Dua tahun setelah sekolah berjalan, Dewi bertemu jodoh dengan seorang guru bernama Raden Kanduruan Agah Suriawinata. Gerakan Dewi ingin perempuan terdidik mendapatkan dukungan penuh dari suami. Murid Sakola Istri pun terus bertambah dan ia harus memecah celengan untuk menambah ruang kelas. Karena murid terus bertambah, Kepatihan Bandung akhirnya memfasilitasi ruang kelas untuk belajar para siswi.
Diikuti Perempuan
Jejak Dewi Sartika mendirikan sekolah perempuan beroleh respons positif dari perempuan-perempuan Pasundan yang memiliki cita-cita sama.

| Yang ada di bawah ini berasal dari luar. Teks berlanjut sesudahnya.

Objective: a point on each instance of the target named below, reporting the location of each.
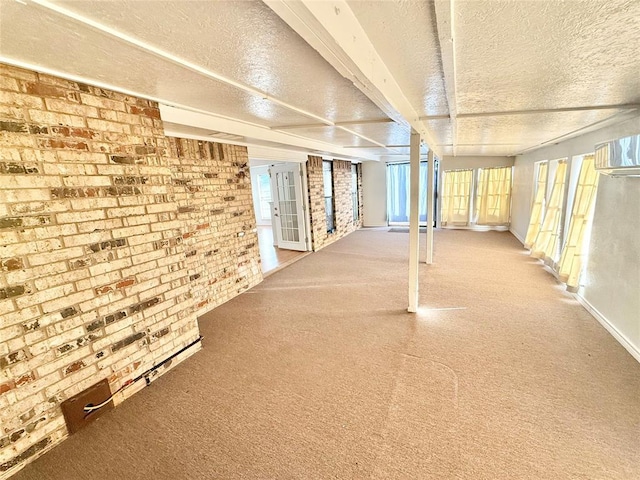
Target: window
(354, 192)
(539, 203)
(327, 181)
(456, 195)
(547, 245)
(571, 259)
(398, 202)
(493, 197)
(264, 194)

Pada 1912 tercatat ada sembilan sakola istri di kota/kabupaten se-Pasundan. Seiring tumbuhnya semangat para pembelajar, nama sekolah pun berganti menjadi Sakola Keutamaan Istri, yang materi pelajarannya bertambah: perempuan dididik untuk menjadi istri. Gadis-gadis yang kelak menjadi istri itu mendapat pelajaran bagaimana menjadi ibu rumah tangga yang baik, mandiri, dan terampil. Semangat ini menyeberang ke Bukittinggi, di mana Sakola Kautamaan Istri didirikan oleh Encik Rama Saleh.
Pada September 1929 Dewi Sartika mengadakan peringatan pendirian sekolahnya yang telah berumur 25 tahun. Pada kesempatan ini pula sekolahnya berganti nama menjadi “Sakola Raden Déwi”. Atas jasanya dalam bidang ini, Dewi Sartika dianugerahi bintang jasa oleh pemerintah Hindia-Belanda.

Dewi Sartika meninggal pada 11 September 1947 di Tasikmalaya. Untuk mengenang jasa-jasanya, pada 2018 lalu diselenggarakan acara Milangkala Dewi Sartika, di Monumen Perjuangan Rakyat Jawa Barat, Kota Bandung. Ada beragam kegiatan dalam Milangkala Dewi Sartika, di antaranya memamerkan kebaya dan batik pakaian sehari-hari Dewi Sartika dan sebuah sebuah mesin jahit bermerek “Singer” buatan Amerika pada akhir Abad XIX.
Cita-cita Dewi Sartika memajukan perempuan Indonesia telah mengeram dan menyemangati kemajuan para perempuan di Indonesia. Ia juga inspirasi bagi semangat menjaga tradisi, salah satunya menjadikan kebaya sebagai busana kebanggaan sekaligus pakaian sehari-hari.